After the columns on plastic I got several calls from people in the plastics industry. You’d think they might be hostile — I wasn’t too nice to the industry in the column, but in fact they were panicked. Bans on nonbiodegradable plastic are coming at them from state after state. One man asked me, plaintively, if I could give him a good definition of “biodegradable”. The new bans give no legal specification of what that means. I told him about Bill Rathje who digs up 20-year-old newspapers from landfills and finds them so intact he can still read them. If newspapers don’t biodegrade in dumps, plastics never will. I learned a lot from these callers. (For example, polyethylene is made from natural gas, not, as I had claimed, from oil. Another thing I learned is how specialized the industry is. All sorts of little factories buy polyethylene pellets from Dow; one presses it into sheets of plastic wrap, one into newspaper wrappers, one molds it into bottles, etc.)
The most hostile call I’ve gotten recently was from Los Angeles, right after the column on being Number One (enclosed) came out. The caller objected to the sentence about the Austrians being more niggardly about foreign aid than we are. “That’s an ugly, awful word,” he said. “You should never use that word. It ruined your whole article.”
I was dumbfounded.
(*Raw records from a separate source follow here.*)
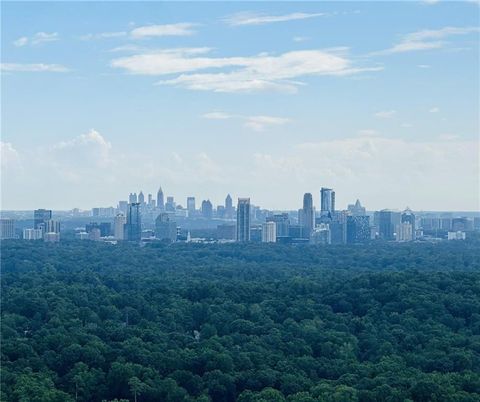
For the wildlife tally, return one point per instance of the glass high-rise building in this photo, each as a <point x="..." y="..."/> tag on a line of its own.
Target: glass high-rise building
<point x="307" y="216"/>
<point x="191" y="206"/>
<point x="160" y="200"/>
<point x="133" y="227"/>
<point x="40" y="216"/>
<point x="243" y="220"/>
<point x="166" y="227"/>
<point x="207" y="209"/>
It took a minute before I got the connection. “Are you thinking that’s a racist word?” I asked. “Are you thinking it’s related to the word ‘nigger’? It’s completely unrelated. It’s not even spelled the same.” Well, that was what was bothering him, and no explanation I could give him about the Latin derivation of the word “negro” and the Norse derivation of the word “niggard” could satisfy him. It’s an ugly word, he kept insisting.
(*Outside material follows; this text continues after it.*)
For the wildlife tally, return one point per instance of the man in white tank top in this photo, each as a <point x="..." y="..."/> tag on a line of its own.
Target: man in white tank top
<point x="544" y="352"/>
The more I talked to him, the more I thought he was right. It isn’t the same word. It isn’t even related. But it looks kind of the same and it sounds the same. The word “nigger” (derived from “negro”, which is just the Spanish word for “black”) has been so imbued with hatred and contempt that the people who were on the receiving end of it for so many generations will not permit its use again, nor any word that even sounds like it. More power to them. If we lose the perfectly good word “niggard” along the way, well there are substitutes (cheapskate, miser, skinflint, tightwad, scrooge, meany). I’ll never use either “nigger’ or “niggardly” again, except to talk about them as I just have. I said that to the man who called and thanked him for making me more sensitive.
It’s humbling, how many souls with different and valid experiences I’m communicating with. I keep praying for the worthiness to do this job.
Well, the days are getting longer now, though that will be hard to believe until about the end of February. So far it has been the worst kind of winter, very cold and no snow. We need a deep snow layer to insulate plant roots from the cold. The horses have a hard time walking on the iron-like ground. The sheep are happy, though — with their winter coats they look like fuzzy blimps, and they’re oblivious to all kinds of weather. They’re just out there chewing their cuds and making babies.
In the living room I have two red azaleas in bloom and two pink cyclamen and a red Christmas cactus and a bunch of paper-white narcissus. The whole place stinks of narcissus. I couldn’t get through a winter without them.
Next weekend we’ll do the Seed Order, an important ritual for me, the real launch of the New Year.
May it be a happy New Year, for all of you.